Joint 72nd Annual Southeastern/ 58th Annual Northeastern Section Meeting - 2023

Paper No. 10-2
Presentation Time: 8:00 AM-12:00 PM

AN OVERVIEW OF INTERPRETED NORTHWEST AFRICAN CRUSTAL FRAGMENTS IN THE NORTHERN APPALACHIAN OROGEN


KUIPER, Yvette, Department of Geology and Geological Engineering, Colorado School of Mines, 1516 Illinois Street, Golden, CO 80401 and BARR, Sandra, Earth and Environmental Science, Acadia University, Wolfville, NS B4P 2R6, Canada

Ganderia, Avalonia and Meguma are terrane assemblages that form the eastern part of the northern Appalachian orogen. They can be distinguished based on combinations of their cover sequences, pre-cover rock types, magmatic, metamorphic and deformational histories, geochemistry, and U-Pb detrital zircon data.

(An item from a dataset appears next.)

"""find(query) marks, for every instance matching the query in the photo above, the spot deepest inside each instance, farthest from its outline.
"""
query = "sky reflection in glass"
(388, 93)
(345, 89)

Ganderia is generally interpreted as having Amazonian affinity, Avalonia as Amazonian and/or Baltican, and Meguma as NW African, with possible Amazonian influence. Older Proterozoic crustal fragments scattered among these terrane assemblages and in offshore areas have provenance inconsistent with other components of the terrane assemblages. Sedimentary rocks with detrital zircon signatures characteristic of the Paleoproterozoic Taghdout Group in the Anti-Atlas of Morocco have been discovered in (1) the COST No. G-1 well of the Georges Bank in offshore Massachusetts, (2) the Hutchins Island quartzite of the otherwise Ganderian Penobscot Bay inlier of coastal Maine, and (3) the Thoroughfare Formation associated with inferred Ganderian rocks of Grand Manan Island in southern New Brunswick. The oldest dated arc-related igneous rocks associated with Avalonia are ~800-730 Ma, in the Mount Ephraim block in the Cobequids Highlands of Nova Scotia. The fault-bounded Burin Group of eastern Newfoundland contains ~760 Ma mafic rocks associated with marble. Rocks interpreted as Avalonia in New Brunswick and Rhode Island include ~770-730 Ma detrital zircon. The ~770-730 Ma rocks and zircon ages may be related to the Pan-African I orogeny recorded in the Anti-Atlas region of Morocco. Other orogenies of that age are not known in West Africa, and arc-related igneous rocks of that age are rare in Baltica and Amazonia. If some of these rocks occur in both Ganderia and Avalonia, they may have mixed Amazonian, NW African and/or Baltican sources. Rocks of the COST No. G-1 well have been interpreted as a fragment that was transferred from NW Africa to North America during the formation and breakup of Pangea, but may alternatively be older components of the Meguma terrane. The distribution of these possible NW African crustal fragments in Ganderia, Avalonia and Meguma is enigmatic, and the timing and mechanisms of their emplacements remain a topic of investigation.